Re: [PATCH v3 2/2] ksm: Optimize rmap_walk_ksm by passing a suitable address range

From: Hugh Dickins

Date: Sun Apr 05 2026 - 00:44:36 EST

On Thu, 12 Feb 2026, xu.xin16@xxxxxxxxxx wrote:

> From: xu xin <xu.xin16@xxxxxxxxxx>
>
> Problem
> =======
> When available memory is extremely tight, causing KSM pages to be swapped
> out, or when there is significant memory fragmentation and THP triggers
> memory compaction, the system will invoke the rmap_walk_ksm function to
> perform reverse mapping. However, we observed that this function becomes
> particularly time-consuming when a large number of VMAs (e.g., 20,000)
> share the same anon_vma.

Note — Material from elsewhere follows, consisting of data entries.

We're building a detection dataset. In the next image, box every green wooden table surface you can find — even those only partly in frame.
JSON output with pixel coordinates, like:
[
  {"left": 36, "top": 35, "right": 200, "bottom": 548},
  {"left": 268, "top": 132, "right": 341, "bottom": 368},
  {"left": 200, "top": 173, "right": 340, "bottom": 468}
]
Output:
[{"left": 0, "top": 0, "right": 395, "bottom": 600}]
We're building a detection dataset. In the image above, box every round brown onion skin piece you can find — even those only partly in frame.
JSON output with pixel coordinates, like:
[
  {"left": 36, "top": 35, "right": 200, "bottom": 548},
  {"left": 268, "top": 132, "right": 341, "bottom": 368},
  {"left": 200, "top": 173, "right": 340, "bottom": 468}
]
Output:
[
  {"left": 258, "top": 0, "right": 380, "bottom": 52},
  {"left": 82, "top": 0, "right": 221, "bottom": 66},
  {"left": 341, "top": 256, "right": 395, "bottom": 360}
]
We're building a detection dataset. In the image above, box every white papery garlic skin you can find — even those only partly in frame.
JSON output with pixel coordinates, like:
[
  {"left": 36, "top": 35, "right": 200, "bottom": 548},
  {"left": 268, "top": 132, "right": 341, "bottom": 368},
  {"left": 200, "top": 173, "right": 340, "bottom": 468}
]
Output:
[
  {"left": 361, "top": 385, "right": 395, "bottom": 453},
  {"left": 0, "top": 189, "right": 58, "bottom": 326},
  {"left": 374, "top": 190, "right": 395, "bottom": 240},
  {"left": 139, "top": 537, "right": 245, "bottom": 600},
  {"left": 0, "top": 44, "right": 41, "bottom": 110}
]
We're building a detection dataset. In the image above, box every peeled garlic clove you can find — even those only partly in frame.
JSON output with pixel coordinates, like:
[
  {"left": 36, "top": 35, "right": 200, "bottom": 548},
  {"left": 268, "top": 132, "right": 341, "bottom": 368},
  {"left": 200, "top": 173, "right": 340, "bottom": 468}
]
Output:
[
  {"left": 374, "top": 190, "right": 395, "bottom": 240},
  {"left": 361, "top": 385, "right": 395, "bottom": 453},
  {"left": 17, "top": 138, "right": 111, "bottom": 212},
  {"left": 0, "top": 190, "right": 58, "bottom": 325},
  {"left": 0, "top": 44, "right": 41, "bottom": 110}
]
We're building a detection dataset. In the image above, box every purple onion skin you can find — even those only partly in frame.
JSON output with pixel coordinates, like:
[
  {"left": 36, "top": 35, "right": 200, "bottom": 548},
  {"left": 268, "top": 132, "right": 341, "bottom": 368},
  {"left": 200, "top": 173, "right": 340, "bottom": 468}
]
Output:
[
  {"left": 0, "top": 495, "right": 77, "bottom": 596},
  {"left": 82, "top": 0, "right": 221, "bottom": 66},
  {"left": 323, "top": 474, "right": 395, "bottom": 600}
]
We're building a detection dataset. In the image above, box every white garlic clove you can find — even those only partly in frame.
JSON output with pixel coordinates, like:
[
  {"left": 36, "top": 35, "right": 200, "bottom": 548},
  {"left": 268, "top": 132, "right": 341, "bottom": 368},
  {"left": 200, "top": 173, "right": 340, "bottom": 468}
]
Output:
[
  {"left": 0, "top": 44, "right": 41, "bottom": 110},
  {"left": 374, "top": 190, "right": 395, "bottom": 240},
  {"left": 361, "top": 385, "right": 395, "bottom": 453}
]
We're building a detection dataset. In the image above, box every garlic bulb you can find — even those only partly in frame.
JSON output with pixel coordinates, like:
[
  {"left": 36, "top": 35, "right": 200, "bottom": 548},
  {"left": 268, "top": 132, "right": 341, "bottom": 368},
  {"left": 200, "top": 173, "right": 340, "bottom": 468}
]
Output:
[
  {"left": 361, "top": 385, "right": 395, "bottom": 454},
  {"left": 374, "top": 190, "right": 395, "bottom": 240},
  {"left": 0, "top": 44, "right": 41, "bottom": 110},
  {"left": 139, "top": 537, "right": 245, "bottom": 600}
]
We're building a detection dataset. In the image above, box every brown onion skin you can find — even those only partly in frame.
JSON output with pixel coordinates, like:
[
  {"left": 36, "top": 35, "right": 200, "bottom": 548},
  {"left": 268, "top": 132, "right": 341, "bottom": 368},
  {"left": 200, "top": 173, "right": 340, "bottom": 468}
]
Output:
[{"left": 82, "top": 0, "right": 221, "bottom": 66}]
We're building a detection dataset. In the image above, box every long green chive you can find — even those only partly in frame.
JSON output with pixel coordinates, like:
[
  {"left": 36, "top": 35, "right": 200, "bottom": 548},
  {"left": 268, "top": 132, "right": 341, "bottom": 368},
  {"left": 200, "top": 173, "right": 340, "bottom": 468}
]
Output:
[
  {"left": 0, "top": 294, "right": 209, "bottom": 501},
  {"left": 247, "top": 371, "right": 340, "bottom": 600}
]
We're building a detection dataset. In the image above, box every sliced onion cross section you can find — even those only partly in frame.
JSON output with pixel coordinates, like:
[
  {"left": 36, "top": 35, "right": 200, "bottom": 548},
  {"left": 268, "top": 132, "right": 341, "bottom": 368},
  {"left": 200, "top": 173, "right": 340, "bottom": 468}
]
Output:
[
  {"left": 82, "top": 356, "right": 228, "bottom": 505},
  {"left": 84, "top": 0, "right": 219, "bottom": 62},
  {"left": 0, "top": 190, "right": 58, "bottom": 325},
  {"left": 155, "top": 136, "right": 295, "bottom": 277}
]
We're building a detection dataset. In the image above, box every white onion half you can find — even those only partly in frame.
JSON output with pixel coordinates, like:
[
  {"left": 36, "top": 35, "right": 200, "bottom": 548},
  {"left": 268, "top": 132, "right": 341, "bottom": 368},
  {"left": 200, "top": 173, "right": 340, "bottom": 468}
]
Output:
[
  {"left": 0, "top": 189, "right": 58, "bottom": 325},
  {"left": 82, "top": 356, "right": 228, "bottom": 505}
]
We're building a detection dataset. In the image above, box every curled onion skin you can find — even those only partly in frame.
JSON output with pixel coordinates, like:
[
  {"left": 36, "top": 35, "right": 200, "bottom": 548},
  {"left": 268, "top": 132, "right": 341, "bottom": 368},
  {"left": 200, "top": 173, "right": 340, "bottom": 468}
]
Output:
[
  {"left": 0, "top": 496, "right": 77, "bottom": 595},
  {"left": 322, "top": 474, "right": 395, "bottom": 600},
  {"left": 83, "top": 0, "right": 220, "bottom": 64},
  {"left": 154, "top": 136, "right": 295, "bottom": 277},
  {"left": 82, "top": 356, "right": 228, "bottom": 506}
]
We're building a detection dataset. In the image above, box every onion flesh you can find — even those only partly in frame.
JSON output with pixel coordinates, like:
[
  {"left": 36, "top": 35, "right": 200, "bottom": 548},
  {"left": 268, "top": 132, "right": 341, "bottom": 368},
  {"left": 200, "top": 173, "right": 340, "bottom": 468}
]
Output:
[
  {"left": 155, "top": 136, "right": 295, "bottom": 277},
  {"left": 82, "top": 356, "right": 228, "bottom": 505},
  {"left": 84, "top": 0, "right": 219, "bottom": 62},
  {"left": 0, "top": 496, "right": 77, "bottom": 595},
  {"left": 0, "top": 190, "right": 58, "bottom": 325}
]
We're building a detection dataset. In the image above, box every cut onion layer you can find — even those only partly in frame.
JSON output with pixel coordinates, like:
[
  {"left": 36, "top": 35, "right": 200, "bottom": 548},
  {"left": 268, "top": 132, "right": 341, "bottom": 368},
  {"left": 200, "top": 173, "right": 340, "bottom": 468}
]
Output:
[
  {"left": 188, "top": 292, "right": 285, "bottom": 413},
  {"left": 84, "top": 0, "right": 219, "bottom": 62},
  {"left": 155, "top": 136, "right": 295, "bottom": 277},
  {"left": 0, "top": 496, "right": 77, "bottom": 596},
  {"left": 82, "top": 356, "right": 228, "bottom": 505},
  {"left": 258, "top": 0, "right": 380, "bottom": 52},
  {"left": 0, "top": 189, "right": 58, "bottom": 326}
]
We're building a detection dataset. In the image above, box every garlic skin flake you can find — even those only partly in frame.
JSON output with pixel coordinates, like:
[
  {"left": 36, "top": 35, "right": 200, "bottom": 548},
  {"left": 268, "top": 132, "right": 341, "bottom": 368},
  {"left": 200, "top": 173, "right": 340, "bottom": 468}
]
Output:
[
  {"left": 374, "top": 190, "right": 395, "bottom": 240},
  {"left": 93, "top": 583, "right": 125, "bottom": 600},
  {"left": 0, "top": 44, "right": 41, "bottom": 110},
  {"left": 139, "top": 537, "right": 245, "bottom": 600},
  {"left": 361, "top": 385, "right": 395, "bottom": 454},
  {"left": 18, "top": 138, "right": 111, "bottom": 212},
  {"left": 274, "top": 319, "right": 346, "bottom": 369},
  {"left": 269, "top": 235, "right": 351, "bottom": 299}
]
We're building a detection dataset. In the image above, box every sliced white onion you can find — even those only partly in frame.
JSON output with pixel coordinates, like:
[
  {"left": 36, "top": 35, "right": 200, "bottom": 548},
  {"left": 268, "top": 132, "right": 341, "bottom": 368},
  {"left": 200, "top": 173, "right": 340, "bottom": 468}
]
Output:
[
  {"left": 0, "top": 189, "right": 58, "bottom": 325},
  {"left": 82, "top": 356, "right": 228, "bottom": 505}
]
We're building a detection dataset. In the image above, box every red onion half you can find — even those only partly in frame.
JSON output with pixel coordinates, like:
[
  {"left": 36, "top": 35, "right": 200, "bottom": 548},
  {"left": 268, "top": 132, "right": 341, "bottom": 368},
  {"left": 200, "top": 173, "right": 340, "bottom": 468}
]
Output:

Through debug trace analysis, we found that most
> of the latency occurs within anon_vma_interval_tree_foreach, leading to an
> excessively long hold time on the anon_vma lock (even reaching 500ms or
> more), which in turn causes upper-layer applications (waiting for the
> anon_vma lock) to be blocked for extended periods.
>
> Root Cause
> ==========
> Further investigation revealed that 99.9% of iterations inside the
> anon_vma_interval_tree_foreach loop are skipped due to the first check
> "if (addr < vma->vm_start || addr >= vma->vm_end)), indicating that a large
> number of loop iterations are ineffective. This inefficiency arises because
> the pgoff_start and pgoff_end parameters passed to
> anon_vma_interval_tree_foreach span the entire address space from 0 to
> ULONG_MAX, resulting in very poor loop efficiency.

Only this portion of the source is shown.